You can not claim to know the italian cuisine without ever having tasted a dish of lasagna. The Bolognese Lasagne are a very tasty and amazing italian recipe, a typical dish of food in the Italian region of Emilia Romagna, as its name suggests, the city of Bologna. Basicly it is made with egg pasta, ideally home-made, but you can find them also packaged at the supermarket. This recipe will teach you to prepare them having available the lasagna. A mix that will delight your palate up to bring you into paradise of taste!

Lasagne alla Bolognese
 
Author: 
Recipe type: Main Course
Cuisine: Italian
Prep time: 
Cook time: 
Total time: 

The Bolognese Lasagne are a very tasty and amazing italian recipe. You can not claim to know the italian cuisine without ever having tasted a dish of lasagna. Recipe is based on italian egg pasta rectangular, ideally homemade, but you can find them Also packaged at the supermarket. This recipe will teach you to prepare them having available the lasagna. A mix that will delight your palate up to bring you into paradise of taste!
Ingredients
  • 12 lasagnas (rectangular sheets of egg pasta italian)
  • For the stuffing
  • 300 g of minced beef
  • 70 g of grated Parmigiano Reggiano cheese
  • ½ cup of dry white wine
  • 250 g of tomato pulp
  • 1 carrot
  • 1 onion
  • butter
  • oil
  • salt
  • pepper
  • For the béchamel sauce
  • 50 g of butter
  • 50 g flour
  • ½ liter of milk
  • salt
  • pepper

Instructions
  1. In a saucepan, pour three tablespoons of olive oil and add chopped carrot and onion to sauté.
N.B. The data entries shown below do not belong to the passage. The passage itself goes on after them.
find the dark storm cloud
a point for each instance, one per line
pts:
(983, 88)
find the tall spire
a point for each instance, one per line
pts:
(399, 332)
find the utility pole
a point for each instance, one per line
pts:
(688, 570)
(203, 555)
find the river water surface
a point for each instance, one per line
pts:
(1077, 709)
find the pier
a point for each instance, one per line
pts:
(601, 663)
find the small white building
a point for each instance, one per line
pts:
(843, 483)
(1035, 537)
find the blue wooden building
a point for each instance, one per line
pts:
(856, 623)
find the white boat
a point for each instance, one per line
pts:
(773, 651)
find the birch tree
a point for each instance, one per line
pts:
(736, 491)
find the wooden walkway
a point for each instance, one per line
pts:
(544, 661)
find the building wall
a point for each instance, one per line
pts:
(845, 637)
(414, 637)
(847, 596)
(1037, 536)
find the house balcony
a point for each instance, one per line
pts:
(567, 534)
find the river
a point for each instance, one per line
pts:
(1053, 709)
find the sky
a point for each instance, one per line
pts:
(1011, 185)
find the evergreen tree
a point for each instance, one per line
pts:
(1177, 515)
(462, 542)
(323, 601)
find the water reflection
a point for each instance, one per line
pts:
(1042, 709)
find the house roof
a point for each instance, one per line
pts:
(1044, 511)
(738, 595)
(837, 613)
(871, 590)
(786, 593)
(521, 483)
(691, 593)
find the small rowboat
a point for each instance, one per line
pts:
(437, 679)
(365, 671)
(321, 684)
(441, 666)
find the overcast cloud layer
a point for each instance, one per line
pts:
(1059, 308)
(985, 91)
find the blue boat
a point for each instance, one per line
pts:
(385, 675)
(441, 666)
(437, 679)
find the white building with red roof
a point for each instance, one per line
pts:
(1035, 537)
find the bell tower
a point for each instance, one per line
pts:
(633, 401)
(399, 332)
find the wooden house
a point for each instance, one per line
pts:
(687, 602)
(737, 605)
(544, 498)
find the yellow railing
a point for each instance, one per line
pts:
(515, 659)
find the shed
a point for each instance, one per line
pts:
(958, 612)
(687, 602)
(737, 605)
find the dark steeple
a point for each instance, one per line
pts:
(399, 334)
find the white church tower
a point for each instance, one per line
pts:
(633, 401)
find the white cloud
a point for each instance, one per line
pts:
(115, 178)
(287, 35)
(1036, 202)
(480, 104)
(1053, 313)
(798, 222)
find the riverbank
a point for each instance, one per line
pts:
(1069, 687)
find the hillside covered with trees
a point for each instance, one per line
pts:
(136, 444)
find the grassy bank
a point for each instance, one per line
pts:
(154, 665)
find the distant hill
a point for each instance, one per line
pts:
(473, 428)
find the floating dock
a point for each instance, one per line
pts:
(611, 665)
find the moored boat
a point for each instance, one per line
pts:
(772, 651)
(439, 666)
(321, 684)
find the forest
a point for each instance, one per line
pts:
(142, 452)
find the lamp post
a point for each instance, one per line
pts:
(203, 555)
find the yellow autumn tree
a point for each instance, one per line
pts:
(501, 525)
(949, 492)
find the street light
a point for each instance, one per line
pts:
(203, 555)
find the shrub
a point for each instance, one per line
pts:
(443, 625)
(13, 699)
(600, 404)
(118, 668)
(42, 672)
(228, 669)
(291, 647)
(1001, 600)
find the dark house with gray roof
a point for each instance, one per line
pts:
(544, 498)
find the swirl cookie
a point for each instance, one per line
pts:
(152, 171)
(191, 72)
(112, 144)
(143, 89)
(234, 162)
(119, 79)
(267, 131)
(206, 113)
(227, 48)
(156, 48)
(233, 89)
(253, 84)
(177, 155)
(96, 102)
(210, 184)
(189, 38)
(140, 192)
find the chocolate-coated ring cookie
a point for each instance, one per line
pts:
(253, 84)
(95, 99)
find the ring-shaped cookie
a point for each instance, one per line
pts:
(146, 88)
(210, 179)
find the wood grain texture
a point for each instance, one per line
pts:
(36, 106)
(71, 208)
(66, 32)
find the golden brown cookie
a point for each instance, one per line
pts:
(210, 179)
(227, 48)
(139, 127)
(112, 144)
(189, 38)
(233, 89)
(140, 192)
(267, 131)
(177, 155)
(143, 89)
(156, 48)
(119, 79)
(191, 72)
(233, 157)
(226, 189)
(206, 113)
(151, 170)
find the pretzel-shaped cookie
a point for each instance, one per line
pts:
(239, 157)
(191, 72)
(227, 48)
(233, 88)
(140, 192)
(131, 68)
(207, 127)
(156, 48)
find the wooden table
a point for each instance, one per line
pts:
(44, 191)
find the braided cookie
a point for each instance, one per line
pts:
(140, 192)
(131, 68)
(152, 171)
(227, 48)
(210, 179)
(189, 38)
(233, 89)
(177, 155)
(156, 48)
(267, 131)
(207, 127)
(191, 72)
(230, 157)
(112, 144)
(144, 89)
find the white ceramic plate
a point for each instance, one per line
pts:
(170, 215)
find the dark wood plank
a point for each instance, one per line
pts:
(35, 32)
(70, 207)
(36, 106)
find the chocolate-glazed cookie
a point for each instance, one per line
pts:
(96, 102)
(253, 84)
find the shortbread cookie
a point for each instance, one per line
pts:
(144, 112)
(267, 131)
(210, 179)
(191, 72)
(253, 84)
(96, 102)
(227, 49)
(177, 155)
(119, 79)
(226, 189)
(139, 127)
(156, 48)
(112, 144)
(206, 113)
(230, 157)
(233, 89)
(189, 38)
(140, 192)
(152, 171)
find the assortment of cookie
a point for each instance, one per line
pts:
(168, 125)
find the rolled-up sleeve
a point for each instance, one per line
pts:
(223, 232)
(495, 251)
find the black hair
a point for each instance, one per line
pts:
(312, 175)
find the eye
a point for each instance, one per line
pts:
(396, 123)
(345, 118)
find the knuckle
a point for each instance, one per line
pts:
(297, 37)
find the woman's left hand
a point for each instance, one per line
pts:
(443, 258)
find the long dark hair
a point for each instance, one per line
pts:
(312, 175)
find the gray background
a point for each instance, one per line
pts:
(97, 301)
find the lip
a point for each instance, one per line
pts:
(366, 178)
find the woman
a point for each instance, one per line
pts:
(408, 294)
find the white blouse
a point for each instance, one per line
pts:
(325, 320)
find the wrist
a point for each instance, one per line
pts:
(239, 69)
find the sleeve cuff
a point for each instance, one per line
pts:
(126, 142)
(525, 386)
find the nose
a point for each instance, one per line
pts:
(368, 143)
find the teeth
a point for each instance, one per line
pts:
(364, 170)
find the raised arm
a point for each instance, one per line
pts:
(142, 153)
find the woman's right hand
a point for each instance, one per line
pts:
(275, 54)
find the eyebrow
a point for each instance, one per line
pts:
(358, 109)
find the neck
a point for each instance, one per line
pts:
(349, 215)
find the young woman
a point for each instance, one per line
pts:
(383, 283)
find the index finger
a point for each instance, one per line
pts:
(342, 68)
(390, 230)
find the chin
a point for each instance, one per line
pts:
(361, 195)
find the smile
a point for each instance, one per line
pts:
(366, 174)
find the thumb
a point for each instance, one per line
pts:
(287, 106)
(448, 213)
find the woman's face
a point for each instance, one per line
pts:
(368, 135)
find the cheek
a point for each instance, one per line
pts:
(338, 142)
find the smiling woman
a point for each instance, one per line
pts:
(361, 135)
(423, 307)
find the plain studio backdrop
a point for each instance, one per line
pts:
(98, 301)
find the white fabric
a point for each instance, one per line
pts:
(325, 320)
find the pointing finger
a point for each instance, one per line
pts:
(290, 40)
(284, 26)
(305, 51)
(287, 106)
Add the minced meat, let it brown, then moisten with the wine and let evaporate. Add salt, add the chopped tomatoes and cook for half an hour. At the end of flavor with a pinch of pepper.
  2. Make the béchamel sauce: In a saucepan, melt the butter, add the flour, stirring quickly. Dilute the mixture by pouring slowly the warm milk and continue stirring until the béchamel sauce begins to boil. Add salt, reduce the heat and cook for about twenty minutes. Season with a pinch of pepper.
  3. The lasagna are thin rectangles of italian pasta. Boil the pasta in salted boiling water and lay them on a kitchen towel.
  4. In a buttered casserole dish make a layer of lasagne, distributed on the surface a few tablespoons of sauce and bechamel sauce, sprinkle with grated cheese and spread butter. Make another layer of lasagna and sauce, continue until you run out of ingredients. Finish with sauce and meat sauce. Add plenty of Parmigiano Reggiano cheese. Place in an oven at 180 ° for half an hour. Serve hot.